The line between Luna Park and the terminus at Cotham Road (Stop 80) was all constructed by the Prahran & Malvern Tramways Trust. The track between Wattletree Road (Stop 54) and High Street (Stop 57) was part of the original system which opened on 30 May 1910. The section of track between Hawthorn Road (Stop 48) and Wattletree Road opened on 16 December 1911 as part of the line to Windsor station. The section between Hawthorn Road and Luna Park opened on 12 April 1913, and the line from High Street to the Cotham Road terminus opened on 30 May 1913. Meanwhile, the Melbourne, Brunswick & Coburg Tramways Trust (MBCTT) constructed the section of Route 16 north of Queensberry Street towards Melbourne University. This section opened on 31 October 1916.

In 2007 a Siemens Avenio was trialled for three months on route 16.

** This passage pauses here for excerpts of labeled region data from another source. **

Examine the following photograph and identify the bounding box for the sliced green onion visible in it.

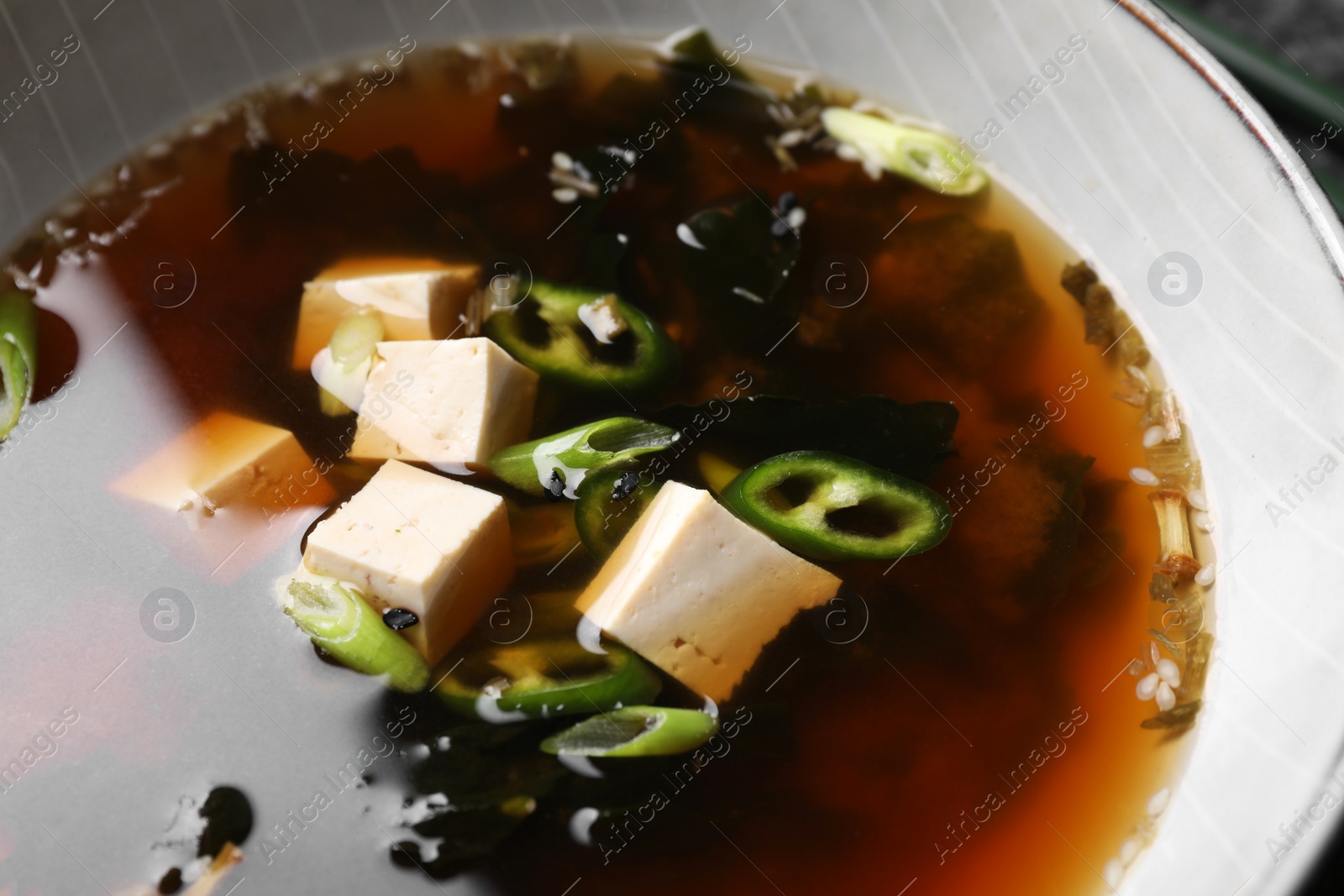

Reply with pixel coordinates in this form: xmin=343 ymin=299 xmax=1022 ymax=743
xmin=488 ymin=417 xmax=677 ymax=498
xmin=0 ymin=291 xmax=38 ymax=439
xmin=329 ymin=307 xmax=383 ymax=371
xmin=285 ymin=574 xmax=428 ymax=693
xmin=574 ymin=470 xmax=661 ymax=560
xmin=435 ymin=639 xmax=663 ymax=721
xmin=822 ymin=106 xmax=990 ymax=196
xmin=318 ymin=385 xmax=354 ymax=417
xmin=542 ymin=706 xmax=719 ymax=757
xmin=721 ymin=451 xmax=952 ymax=560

Melbourne tram route 16 evolution
| Dates | Route | Notes |
|---|---|---|
| During PMTT operation | Victoria Bridge to Esplanade | via Glenferrie Road and Balaclava Road |
| 21 November 1929 - 25 April 1936 | Coburg to St Kilda Beach | via Swanston Street |
| 26 April 1936 - 14 April 1991 | City (Victoria Street) to St Kilda Beach |  |
| 15 April 1991 - 16 January 1996 | City (Queensberry Street / Swanston Street) to St Kilda Beach | Some services terminated at Melbourne University |
| 17 January 1996 - 16 October 2004 | Melbourne University to St Kilda Beach | Operation transferred to Malvern depot from South Melbourne depot on 8 February 1997, merged with route 69 (on weekdays) on 11 December 2000, merged on weekends from 16 October 2004 |
| 17 October 2004 - onwards | Melbourne University to Kew (Cotham Road) | via St Kilda Beach |

==Operation==
Route 16 is operated out of Malvern depot with Z and D1 class trams.